If you think this is a stretch, if you mostly talk to people who are CFPA friendly, it isn’t. On the off chance that you haven’t gotten your daily dose of patronizing misogyny here is Larry Kudlow at townhall talking about the Dodd Bill. Kudlow is probably a good proxy for how a lot of finance people talk when no one is watching. He likes it, except for:
The biggest flaw in the Dodd bill is that it gives the Consumer Financial Protection Agency (CFPA) far too much free reign. The agency will be housed in the Federal Reserve. But it will be independent inside the Fed, with a director appointed by the president and financed by the Fed’s own profits.

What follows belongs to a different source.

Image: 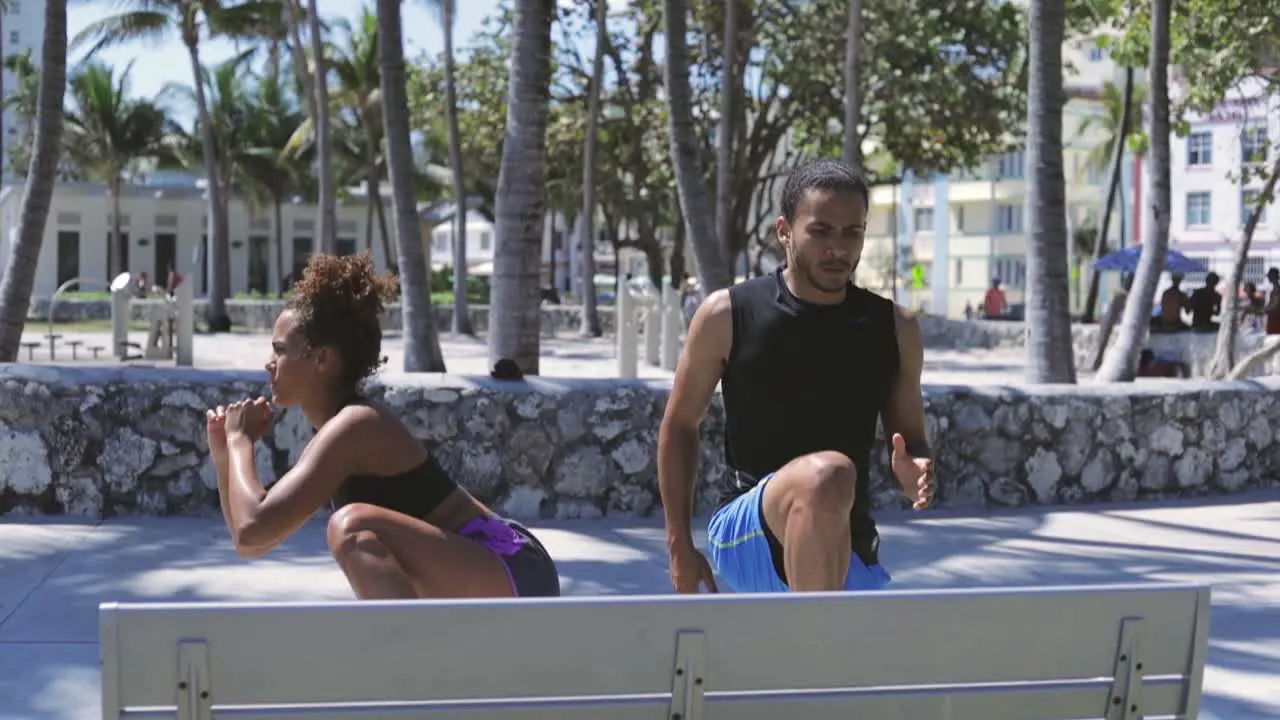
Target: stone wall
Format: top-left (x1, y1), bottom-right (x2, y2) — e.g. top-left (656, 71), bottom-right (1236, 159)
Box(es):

The Fed itself apparently would have no say on CFPA rule-making, which is sort of like giving Elizabeth Warren her own wing at the central bank in order to make mischief. At a minimum, she’ll need grown-up supervision.
It’s tough to read the fact that FSOC can overrule the CFPA with a 2/3rd vote as anything other than the “grown-up supervision” Kudlow mentions.
The thing about the hit job is that once all the big names sigh, think that we don’t often get a good chance at financial reform and anyway the Federal Reserve is the least bad place to put this, and take the plunge and support it, it will be tough to pull back that support if the CFPA is knocked off the FSOC.
The Other Hit
This is problematic because FSOC can override the CFPA with a 2/3rd vote. That’s going to be hard to do when the CFPA sits on it and can presumably vote on issues, harder without it.
Now we’ve been talking about Goldman. JP Morgan will have to deal with the CFPA. What’s the smart way to lobby to kill it without it being obvious? I’d suggest a last minute amendment to change the bill so that FSOC can override the CFPA with a majority vote. Add another amendment that gives the CFPA something nice, like a giant budget or whatever, but add the majority vote too.
Which FSOC would be an “always no” vote against the CFPA? Are there 5 if the CFPA is knocked off FSOC replaced by a stooge? Comptroller of the Currency would be an always no I think. That’s a crowdsourcing request: which members of the FSOC would be an “always no” vote against the CFPA? And which would be a “mostly no”?
Either way, if you are going to support the CFPA at the Fed, I’d highly recommend you have a poison pill trigger where the CFPA has to be on the FSOC and that it must be a 2/3rd vote for overrule.